To say I was upset was an understatement. Although I know in my heart the man working on my house would never have damaged anything on purpose, it hurt that he didn’t call me to tell me what had happened. Or even leave a note, for that matter. He just swept up the destruction and tossed it in the trashcan. I sobbed while looking at that mess of broken treasures. All that was left of the Japanese figurine was his head. The cardinal was unrecognizable to anyone who didn’t know it ever sat on one of the shelves. All but one of the shot glasses was shattered.
Mandi called me on her way home from church and I was not consolable over the phone. I kept naming to her all the stuff that was lost and it would make me cry harder. In an effort to stop the tears, she finally got me started talking about something else. Since I didn’t see pieces of the little girl in the white dress in the trash, I began thinking that I had moved her from the shelves and forgotten about it. I walked from room to room looking at every possible spot I would of put her. But the little glass doll wasn’t there.
As a step of precaution, I moved some irreplaceable items to the extra bedroom where the door was remaining closed during the renovation work. Deciding to take one final sweep of my house in search of my treasured doll, I found nothing. So I sat down, attempted to watch TV and mourned the loss of my stuff. I realize stuff is simply that … stuff. But it was my stuff. And I was heartbroken. Even “Criminal Minds” couldn’t hold my attention away from the loss.
So I gave up and got ready for bed. After brushing my teeth, I realized I had left the light on in the living room. Walking through the door, a glint of white caught my eye. There, perched precariously on a table, was that little white doll. Although most folks would say I had just overlooked her, I can say honestly that she hadn’t been there five minutes before. I know this because I looked on that table twice. And the manner in which she was placed was too temporary.

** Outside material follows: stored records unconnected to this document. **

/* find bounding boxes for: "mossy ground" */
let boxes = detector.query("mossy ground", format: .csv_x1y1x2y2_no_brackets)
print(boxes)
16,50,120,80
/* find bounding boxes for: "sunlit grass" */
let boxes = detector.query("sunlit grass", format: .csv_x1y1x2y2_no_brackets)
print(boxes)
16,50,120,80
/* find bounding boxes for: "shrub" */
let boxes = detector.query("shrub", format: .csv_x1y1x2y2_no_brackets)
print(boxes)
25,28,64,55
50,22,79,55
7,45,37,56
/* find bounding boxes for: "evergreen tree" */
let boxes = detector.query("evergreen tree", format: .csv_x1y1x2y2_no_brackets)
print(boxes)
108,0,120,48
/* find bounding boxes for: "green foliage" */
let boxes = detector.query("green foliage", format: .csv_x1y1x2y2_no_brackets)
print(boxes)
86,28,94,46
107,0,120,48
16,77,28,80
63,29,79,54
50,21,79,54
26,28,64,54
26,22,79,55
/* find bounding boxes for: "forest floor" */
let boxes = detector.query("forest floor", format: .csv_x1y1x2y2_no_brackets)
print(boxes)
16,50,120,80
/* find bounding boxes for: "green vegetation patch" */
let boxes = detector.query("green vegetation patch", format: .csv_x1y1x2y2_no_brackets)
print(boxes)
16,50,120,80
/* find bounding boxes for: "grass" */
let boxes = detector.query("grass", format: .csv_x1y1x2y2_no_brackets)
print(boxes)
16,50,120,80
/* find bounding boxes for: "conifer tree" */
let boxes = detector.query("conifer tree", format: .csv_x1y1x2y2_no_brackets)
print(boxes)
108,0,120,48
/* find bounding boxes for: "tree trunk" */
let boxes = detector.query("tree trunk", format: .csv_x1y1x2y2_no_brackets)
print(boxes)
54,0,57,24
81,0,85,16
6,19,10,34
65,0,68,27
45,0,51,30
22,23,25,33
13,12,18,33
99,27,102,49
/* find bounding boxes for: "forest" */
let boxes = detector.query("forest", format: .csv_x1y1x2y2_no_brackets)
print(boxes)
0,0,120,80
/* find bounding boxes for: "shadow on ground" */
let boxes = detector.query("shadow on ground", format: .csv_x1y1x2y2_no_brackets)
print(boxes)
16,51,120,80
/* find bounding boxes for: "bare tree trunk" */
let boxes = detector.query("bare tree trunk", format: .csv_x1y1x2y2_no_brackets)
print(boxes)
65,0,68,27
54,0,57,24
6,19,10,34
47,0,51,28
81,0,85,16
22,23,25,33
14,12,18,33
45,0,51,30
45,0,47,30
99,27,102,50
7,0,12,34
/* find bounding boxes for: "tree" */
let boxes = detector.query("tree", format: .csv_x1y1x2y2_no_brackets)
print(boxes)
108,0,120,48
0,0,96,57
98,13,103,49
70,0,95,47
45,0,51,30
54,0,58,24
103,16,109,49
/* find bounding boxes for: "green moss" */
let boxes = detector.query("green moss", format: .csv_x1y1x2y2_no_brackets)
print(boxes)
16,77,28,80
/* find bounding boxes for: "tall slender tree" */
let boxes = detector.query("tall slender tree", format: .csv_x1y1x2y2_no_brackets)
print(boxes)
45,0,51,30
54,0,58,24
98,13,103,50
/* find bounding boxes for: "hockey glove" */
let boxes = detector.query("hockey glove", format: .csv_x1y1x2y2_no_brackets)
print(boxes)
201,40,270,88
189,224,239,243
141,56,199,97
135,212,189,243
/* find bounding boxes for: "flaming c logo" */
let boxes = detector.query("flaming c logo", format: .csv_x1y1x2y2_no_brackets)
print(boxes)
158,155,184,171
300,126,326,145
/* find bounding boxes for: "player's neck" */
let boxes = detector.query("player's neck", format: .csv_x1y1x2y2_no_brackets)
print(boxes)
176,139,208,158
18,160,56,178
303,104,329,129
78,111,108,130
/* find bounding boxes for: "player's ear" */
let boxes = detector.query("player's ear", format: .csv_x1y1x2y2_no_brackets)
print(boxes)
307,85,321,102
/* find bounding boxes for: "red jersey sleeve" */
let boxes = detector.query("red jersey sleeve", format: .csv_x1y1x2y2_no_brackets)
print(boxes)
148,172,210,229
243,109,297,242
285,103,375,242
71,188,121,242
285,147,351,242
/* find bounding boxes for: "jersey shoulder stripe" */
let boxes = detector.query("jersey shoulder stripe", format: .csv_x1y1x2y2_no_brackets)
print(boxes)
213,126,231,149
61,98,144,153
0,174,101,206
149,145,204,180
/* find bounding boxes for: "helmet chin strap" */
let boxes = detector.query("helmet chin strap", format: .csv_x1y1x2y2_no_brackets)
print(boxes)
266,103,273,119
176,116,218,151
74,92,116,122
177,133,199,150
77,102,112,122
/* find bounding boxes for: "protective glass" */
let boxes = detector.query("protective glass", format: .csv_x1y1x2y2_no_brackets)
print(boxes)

My conclusion is obvious. God put that object there just for me. He, in His infinite wisdom, knew I didn’t need to end the day in restless, mournful sleep. So, instead I went to sleep knowing that the God who keeps the universe in motion took a moment out of time to give me back a treasure. Although it truly impresses me to know He can do major things like part a sea to allow people to cross on dry land, it’s those smaller, more personal things God does that get my attention the most.